Milito is not alone. Convicted killers are getting help in publishing their death row prose from a surprising range of people including PhD students to the famlies of their victims.
Inmates aren't allowed access to the Internet for fear that they could use it to communicate with criminal associates to perpetrate additional crimes or exact revenge on people. Without the help of a sympathetic person on the outside, their writings and their thoughts would be locked up with them.
Dina Milito, a mom of two, would seem to be an odd person to be sympathetic to a violent criminal.
"When I was 19 living in a different city with a different name, I was attacked walking home one night," she said. "During my attack, I thought I was going to die. I thought I was going to be killed and so I felt really lucky that I made it through. I felt lucky and relieved."
Milito, a mom of two, did not want to reveal the extent of the assault on her because she hasn't yet revealed her past to her two young children. She said that her attacker is still in prison today.
She said that she began reading books about the lives of inmates and it changed the way she looked at them. About 18 months ago, Milito began exchanging letters with Ronald Clark, a convicted murderer who has been on death row in a Florida prison for 21 years. She was connected to him through the Death Row Support Project, a group that links people to death row inmates seeking correspondence.

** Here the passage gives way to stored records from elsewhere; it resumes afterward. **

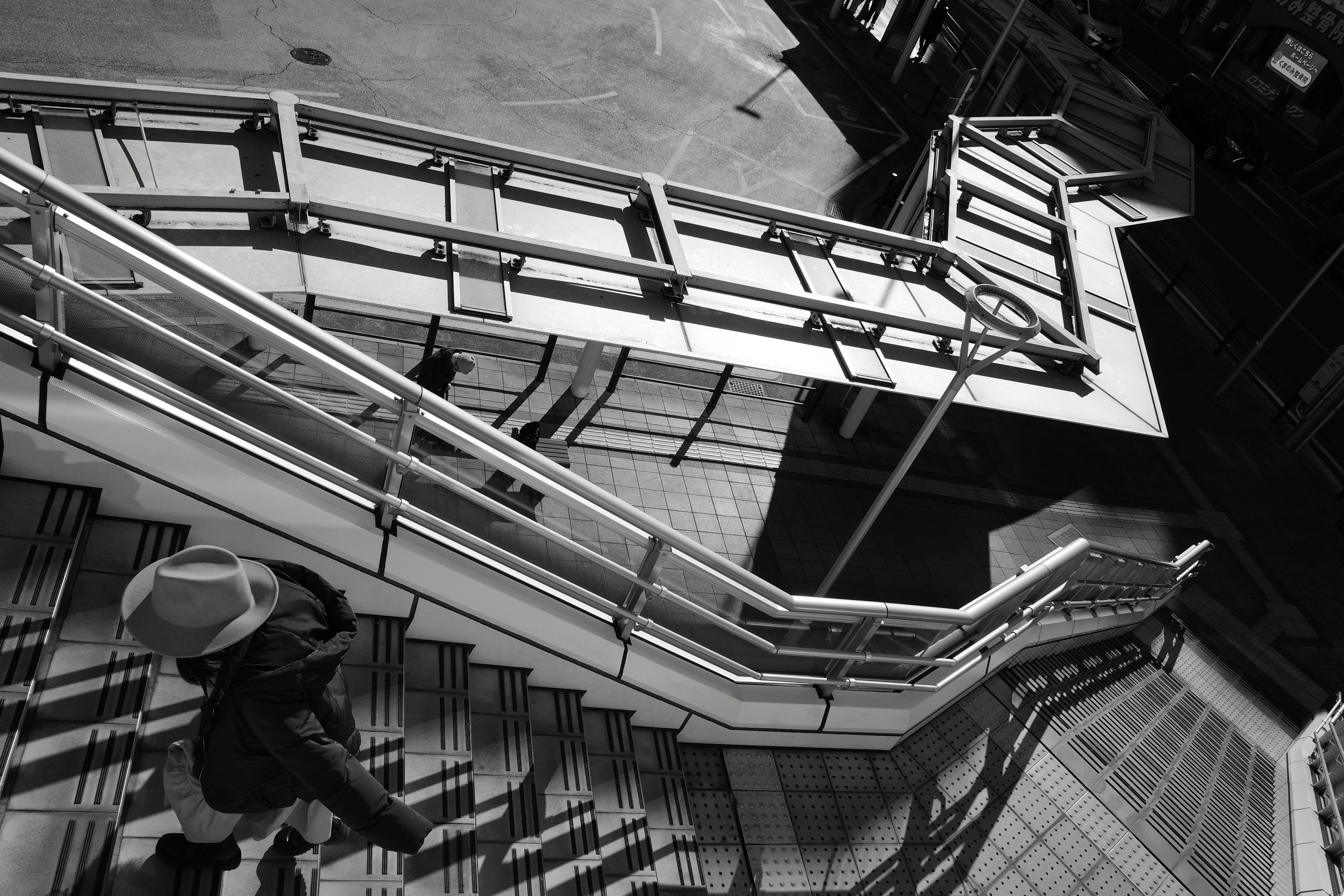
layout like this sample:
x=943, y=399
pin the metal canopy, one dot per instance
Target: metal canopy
x=299, y=198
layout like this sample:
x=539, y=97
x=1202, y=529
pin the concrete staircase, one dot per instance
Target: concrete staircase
x=530, y=792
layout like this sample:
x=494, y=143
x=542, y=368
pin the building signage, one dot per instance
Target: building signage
x=1323, y=378
x=1297, y=62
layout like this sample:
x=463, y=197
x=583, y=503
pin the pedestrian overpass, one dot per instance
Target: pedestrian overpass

"In the beginning, it was just my goal to keep him company, to give him some mail...just to write about my life, my family life," she said. "He considered himself a writer, a poet and felt that he had something to say and we kind of came up with the project."
The project is a blog called The Death Row Poet and the two consider the blog a vessel for his work.
Clark, 43, writes eloquently about everything from what's in his cell to reflective writings about his crimes. One post entitled "My Thoughts on the Death of Ronald Willis" is about the man he is convicted of shooting seven to eight times and leaving in a ditch in 1990. His accomplice, John Hatch, reached a plea deal with investigators in return for testimony against Clark. Hatch was released from prison in 2001.
"It was a cold, calculated, unnecessary and senseless murder that robbed a daughter of her father. I didn't know the man nor his family," Clark wrote on April 4. "I was a fallible young man at his worst."
Inmates are not allowed internet access or access to cell phones so Clark mails his writings to Milito who posts them. A spokesperson for the Florida Department of Corrections said that they are aware of "The Death Row Poet" blog and said that there is no plan to try and remove the site because Clark is not maintaining it himself.
"It's against our rules for them to have an internet site, but they usually say it's not me that's doing it, it's my sister, my aunt, my friends," said Jo Ellyn Rackleff of the Florida Department of Corrections.
If the blog were victimizing someone, then the department would step in, Rackleff said.